Last week SciDaily flooded its zone with findings from our ancient and dry moon: early magmas, and more-earlier magmas. Also Japan's JAXA landed a lander, but (I hear) upsidedown so they're shutting it down to save power before daylight can hit it.
Inb4 jokes about Australia's upcoming effort.
The magma formed those basalts which we see in 3.5 Gya; from iron and magnesium. (Granites feature on the side we don't see.) 3.5 Gya's when the iron, which is more common on Earth, got swapped with the magnesium. Also a lot of those basalts are high in titanium now.

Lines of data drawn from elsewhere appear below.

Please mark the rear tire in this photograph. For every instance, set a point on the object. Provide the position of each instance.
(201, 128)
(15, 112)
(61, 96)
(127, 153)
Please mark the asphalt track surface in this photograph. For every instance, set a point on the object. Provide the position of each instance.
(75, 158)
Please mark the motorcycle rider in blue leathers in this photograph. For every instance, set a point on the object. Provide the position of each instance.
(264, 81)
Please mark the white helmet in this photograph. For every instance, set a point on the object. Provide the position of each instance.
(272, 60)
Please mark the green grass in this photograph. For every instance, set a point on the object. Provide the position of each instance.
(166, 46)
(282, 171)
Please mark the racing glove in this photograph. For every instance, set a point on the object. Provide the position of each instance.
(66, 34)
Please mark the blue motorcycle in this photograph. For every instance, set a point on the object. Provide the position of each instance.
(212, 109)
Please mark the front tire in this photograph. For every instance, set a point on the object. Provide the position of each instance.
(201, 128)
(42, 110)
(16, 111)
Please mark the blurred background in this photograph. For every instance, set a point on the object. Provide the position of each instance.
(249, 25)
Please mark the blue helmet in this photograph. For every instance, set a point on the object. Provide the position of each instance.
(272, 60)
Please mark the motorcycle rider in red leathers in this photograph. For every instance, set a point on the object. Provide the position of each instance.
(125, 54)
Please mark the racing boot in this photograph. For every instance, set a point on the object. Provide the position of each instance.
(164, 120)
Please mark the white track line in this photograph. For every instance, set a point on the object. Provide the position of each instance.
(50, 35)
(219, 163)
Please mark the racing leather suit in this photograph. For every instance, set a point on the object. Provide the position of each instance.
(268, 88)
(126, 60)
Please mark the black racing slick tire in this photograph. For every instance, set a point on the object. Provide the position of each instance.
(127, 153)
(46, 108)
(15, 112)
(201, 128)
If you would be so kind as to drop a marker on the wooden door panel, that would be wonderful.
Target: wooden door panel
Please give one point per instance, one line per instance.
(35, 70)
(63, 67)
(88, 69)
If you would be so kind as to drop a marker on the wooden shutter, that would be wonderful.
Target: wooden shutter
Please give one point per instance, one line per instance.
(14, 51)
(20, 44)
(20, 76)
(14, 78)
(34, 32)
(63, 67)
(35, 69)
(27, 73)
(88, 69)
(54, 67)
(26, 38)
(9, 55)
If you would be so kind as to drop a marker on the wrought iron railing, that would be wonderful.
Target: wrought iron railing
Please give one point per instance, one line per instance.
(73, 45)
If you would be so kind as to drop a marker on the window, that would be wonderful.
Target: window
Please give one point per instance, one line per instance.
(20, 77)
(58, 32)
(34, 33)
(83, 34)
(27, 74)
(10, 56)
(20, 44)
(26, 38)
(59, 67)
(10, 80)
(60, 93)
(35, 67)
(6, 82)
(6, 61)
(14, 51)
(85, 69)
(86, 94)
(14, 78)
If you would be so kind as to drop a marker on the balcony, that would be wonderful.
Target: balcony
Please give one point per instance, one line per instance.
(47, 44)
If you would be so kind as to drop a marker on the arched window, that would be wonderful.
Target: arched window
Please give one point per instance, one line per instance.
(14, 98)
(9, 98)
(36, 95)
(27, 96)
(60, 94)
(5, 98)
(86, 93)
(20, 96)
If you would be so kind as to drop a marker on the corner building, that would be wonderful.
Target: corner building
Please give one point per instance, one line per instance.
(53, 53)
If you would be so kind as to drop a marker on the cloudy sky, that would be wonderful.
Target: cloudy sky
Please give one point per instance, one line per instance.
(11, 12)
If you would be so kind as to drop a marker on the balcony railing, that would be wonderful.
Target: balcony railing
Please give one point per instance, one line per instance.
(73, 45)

Before 4 Gya that crust had more water. One Tara Hayden has found apatite (another joke I could hardly miss); on a natural lunar sample, brought to us by meteorite. Formerly we hadn't seen apatite in ancient "anorthosite" crustal rocks; this meteorite was anorthosite. These weren't from the basalts which be more-recent; they're from the liquid-moon phase.
Meanwhile we are also pondering dusty rocks. These might tell us something about the Moon's magnetism. You'll recall magnetic powder from this blog as of use, in partic'lar, for telling the (relative) age of some rubble.
JAXA were going for a magmatic part of the moon too. Let's hope it works! NASA, this side of the world, are still planning to visit features by rover.